Expanding the Waymo Open Dataset with new labels and challenges

We launched the Waymo Open Dataset back in 2019 as one of the largest and most diverse autonomous driving datasets ever released for research. At the time, it consisted of multimodal sensor data from 1,000 driving segments. As a result of the overwhelmingly positive reception and high engagement, we have continuously evolved the dataset beyond its initial scope by almost doubling our Perception dataset size and introducing a Motion dataset enabling prediction tasks. The Waymo Open Dataset remains one of the most complete and comprehensive autonomous driving datasets, contributing to 500+ publications and providing high-quality data, which is complex and resource intensive to gather, to the research and academic community.

Today, we are augmenting the Waymo Open Dataset with additional labels to expand the set of tasks researchers can explore. This expansion includes:

Key point labels. Key points and pose estimation can be a valuable addition to perception and behavior prediction models. They capture important small nuances, like detecting a cyclist’s turn gesture. We believe our key point label release is the most comprehensive public dataset of its kind available for the autonomous driving space. We are excited to see what the broader research community will do with it to advance the field of human pose estimation.
3D Segmentation labels. Segmentation has been a significant asset to the research community for quite some time; however, most public datasets for the autonomous driving space only include bounding boxes to represent and classify objects which can lead to important information being left out of the equation. Segmentation labeling can be used to detect each pixel of an image and each return of a lidar point cloud and classify it to an object. We are enabling this amazing level of granularity for researchers by adding 3D segmentation labels for 23 classes of 1,150 segments of the Waymo Open Dataset.
2D-to-3D Bounding box correspondence. It can be challenging or ambiguous to associate 2D camera bounding boxes and corresponding 3D boxes in lidar labels. We are adding canonical 2D-to-3D bounding box correspondence labels, in order to further enable research on sensor fusion of object detection and understanding.

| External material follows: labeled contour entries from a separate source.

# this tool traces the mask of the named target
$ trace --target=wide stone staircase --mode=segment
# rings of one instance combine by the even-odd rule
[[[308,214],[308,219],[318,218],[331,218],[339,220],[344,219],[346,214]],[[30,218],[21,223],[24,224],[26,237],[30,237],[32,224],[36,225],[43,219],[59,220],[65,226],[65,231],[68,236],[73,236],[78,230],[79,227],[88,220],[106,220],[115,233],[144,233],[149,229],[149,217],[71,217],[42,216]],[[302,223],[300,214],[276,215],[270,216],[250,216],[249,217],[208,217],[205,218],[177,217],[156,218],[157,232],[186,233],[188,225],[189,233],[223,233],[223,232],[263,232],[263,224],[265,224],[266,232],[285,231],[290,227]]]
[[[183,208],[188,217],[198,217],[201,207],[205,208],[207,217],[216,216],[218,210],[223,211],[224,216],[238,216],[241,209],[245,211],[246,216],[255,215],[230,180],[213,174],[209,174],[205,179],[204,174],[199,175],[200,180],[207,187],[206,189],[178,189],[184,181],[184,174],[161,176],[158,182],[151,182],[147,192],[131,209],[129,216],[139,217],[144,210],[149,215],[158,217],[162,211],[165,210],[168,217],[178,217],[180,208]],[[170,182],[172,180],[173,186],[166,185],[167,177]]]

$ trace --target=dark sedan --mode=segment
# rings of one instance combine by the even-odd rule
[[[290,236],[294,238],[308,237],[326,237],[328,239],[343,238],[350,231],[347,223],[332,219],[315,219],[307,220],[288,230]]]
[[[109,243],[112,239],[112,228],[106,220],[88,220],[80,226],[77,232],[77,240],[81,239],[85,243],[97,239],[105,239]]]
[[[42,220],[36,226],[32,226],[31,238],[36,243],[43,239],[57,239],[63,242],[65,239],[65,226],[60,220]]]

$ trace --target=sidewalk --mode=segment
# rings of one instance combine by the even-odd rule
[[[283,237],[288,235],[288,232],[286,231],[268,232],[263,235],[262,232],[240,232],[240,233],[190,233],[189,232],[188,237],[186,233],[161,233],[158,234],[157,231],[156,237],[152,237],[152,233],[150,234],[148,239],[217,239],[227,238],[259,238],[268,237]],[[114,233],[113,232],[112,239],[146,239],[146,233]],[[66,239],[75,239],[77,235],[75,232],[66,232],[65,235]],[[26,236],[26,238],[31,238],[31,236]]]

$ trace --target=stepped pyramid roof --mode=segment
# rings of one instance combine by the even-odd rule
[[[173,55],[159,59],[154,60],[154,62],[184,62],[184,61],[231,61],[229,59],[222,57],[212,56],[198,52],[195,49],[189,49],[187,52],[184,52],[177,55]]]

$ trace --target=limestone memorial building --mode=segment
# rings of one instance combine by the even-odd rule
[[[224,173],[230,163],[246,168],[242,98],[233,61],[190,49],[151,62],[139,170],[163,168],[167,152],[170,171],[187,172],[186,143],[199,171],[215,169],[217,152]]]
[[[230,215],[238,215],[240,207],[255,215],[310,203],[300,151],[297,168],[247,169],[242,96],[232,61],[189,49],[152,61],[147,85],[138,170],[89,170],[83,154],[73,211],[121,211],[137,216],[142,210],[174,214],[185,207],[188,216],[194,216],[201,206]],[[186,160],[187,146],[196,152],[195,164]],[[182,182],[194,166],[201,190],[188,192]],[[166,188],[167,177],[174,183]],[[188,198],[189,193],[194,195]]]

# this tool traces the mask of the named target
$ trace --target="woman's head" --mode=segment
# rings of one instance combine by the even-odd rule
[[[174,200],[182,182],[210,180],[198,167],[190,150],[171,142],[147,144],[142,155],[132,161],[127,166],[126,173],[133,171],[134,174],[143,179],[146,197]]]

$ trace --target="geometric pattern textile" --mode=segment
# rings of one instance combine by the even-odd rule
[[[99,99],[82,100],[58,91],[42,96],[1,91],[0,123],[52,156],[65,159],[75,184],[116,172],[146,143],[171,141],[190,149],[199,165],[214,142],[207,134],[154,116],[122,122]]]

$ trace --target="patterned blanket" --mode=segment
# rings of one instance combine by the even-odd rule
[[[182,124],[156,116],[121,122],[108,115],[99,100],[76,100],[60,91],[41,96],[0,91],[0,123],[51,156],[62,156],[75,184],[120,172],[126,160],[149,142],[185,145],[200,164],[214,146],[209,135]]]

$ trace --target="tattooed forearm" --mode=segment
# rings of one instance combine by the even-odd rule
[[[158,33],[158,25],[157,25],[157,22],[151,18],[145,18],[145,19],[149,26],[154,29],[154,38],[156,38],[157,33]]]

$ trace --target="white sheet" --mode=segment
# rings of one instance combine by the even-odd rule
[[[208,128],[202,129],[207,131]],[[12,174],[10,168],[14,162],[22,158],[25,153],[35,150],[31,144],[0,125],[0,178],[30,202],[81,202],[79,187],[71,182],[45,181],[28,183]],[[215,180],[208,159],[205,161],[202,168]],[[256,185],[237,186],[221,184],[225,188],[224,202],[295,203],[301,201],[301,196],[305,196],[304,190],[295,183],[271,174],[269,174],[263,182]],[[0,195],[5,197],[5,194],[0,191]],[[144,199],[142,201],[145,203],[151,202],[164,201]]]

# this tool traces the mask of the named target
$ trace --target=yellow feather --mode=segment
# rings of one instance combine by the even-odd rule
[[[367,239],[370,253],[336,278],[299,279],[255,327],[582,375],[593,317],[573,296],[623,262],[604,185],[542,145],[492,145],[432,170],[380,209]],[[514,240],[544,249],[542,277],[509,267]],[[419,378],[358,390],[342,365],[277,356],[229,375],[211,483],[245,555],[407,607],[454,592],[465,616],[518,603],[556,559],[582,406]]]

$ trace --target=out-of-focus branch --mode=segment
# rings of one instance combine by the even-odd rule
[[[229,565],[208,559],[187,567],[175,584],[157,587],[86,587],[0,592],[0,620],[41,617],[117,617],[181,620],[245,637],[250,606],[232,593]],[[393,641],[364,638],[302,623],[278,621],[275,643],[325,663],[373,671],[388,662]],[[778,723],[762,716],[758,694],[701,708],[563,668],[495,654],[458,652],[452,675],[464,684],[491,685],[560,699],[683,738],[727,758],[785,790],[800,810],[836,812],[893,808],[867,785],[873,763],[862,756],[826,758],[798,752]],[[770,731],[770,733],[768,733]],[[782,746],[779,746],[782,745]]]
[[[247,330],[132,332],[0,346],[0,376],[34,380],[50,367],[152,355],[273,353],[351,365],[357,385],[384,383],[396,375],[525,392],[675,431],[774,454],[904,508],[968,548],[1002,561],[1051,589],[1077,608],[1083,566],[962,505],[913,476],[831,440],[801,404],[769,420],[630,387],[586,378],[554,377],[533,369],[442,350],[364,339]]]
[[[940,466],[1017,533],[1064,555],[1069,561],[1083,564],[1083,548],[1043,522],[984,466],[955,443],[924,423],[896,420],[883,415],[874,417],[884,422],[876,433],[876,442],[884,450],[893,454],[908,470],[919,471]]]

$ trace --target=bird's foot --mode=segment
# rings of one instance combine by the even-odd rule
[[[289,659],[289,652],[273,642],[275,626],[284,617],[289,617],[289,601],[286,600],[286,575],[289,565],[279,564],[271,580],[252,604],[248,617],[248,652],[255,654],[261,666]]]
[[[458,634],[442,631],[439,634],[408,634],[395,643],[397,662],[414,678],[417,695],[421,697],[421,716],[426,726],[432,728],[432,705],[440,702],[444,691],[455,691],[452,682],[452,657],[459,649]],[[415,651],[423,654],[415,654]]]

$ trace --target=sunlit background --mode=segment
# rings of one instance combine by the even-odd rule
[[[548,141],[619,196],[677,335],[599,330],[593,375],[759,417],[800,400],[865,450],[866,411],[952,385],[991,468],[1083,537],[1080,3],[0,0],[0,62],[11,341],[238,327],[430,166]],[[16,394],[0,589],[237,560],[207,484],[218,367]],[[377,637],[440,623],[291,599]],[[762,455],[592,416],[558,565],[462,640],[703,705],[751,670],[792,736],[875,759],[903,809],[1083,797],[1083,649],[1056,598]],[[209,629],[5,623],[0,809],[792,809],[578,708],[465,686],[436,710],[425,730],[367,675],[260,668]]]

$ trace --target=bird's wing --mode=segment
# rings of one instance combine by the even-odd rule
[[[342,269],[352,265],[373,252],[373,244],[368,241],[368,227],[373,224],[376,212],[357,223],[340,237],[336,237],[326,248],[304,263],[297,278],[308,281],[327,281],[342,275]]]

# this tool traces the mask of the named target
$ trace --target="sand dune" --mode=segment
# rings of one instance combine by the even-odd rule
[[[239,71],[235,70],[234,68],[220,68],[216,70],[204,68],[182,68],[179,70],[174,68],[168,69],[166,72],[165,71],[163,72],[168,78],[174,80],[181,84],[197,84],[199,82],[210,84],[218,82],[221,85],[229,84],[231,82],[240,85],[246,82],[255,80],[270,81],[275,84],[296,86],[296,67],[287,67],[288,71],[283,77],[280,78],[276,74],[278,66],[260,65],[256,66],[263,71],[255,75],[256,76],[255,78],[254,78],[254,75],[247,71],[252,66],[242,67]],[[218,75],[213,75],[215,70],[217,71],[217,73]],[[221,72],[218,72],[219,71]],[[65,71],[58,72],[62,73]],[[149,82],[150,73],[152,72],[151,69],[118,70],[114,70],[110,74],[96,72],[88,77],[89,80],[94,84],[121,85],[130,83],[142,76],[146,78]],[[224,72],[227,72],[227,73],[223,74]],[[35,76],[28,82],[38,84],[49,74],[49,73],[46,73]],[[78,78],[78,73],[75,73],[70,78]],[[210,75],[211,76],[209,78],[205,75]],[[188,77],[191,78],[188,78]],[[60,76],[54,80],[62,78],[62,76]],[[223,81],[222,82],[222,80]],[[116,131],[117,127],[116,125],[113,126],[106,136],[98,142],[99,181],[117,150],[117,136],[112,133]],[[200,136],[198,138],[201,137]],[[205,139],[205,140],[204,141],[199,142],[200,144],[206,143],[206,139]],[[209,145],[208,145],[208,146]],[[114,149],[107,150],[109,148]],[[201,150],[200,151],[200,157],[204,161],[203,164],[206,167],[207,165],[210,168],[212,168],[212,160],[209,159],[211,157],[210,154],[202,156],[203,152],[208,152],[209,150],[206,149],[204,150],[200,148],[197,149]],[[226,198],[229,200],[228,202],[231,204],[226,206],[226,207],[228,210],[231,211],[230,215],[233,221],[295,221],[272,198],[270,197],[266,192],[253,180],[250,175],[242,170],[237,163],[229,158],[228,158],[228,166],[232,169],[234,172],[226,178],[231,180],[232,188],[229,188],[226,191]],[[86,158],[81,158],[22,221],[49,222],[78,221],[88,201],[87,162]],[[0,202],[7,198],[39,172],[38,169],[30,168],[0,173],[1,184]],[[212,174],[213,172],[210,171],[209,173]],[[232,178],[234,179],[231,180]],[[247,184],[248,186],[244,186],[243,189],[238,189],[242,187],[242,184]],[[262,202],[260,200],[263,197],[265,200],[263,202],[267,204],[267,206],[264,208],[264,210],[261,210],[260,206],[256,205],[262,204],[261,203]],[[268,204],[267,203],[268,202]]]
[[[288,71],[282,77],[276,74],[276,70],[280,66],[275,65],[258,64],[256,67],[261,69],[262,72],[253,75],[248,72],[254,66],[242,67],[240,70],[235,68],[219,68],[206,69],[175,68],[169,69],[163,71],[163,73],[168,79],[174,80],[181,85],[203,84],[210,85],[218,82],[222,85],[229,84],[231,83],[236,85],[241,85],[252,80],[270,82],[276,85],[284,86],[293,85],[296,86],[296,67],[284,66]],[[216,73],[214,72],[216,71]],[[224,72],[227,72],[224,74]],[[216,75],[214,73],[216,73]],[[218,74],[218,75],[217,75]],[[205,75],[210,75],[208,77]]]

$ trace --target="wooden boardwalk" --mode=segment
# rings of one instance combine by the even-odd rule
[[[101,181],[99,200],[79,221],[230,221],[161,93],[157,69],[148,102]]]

In addition to all these new resources, we are excited to kick off the 2022 Waymo Open Dataset Challenges, featuring:

Motion Prediction: Given agents' tracks for the past 1 second on a corresponding map, predict the positions of up to 8 agents for 8 seconds into the future. We’re also introducing a new metric, named ‘soft mAP’, to better capture model performance.
Occupancy and Flow Prediction: Given agents' tracks for the past 1 second on a corresponding map, predict the bird's-eye view (BEV) occupancy and flow of all currently-observed and currently-occluded vehicles for 8 seconds into the future. Read our paper to learn more about the problem definition and Waymo's work on occupancy and flow prediction.
3D Semantic Segmentation: Given one or more lidar range images and the associated camera images, produce a semantic class label for each lidar point.
3D Camera-only Detection: Given one or more images from multiple cameras, produce a set of 3D upright boxes for the visible objects in the scene. [COMING SOON]

The winner for each challenge will receive a $15,000 cash award, with the second place winner receiving $5,000 and the third place winner receiving $2,000.

You can find the rules for participating in the challenges here. The challenges close at 11:59 PM Pacific on May 23, 2022, but the leaderboards will remain open for future submissions. We’re also inviting some participants to present their work at the Workshop on Autonomous Driving at CVPR, scheduled for June 20, 2022.

Good luck and we can’t wait to see what you will accomplish!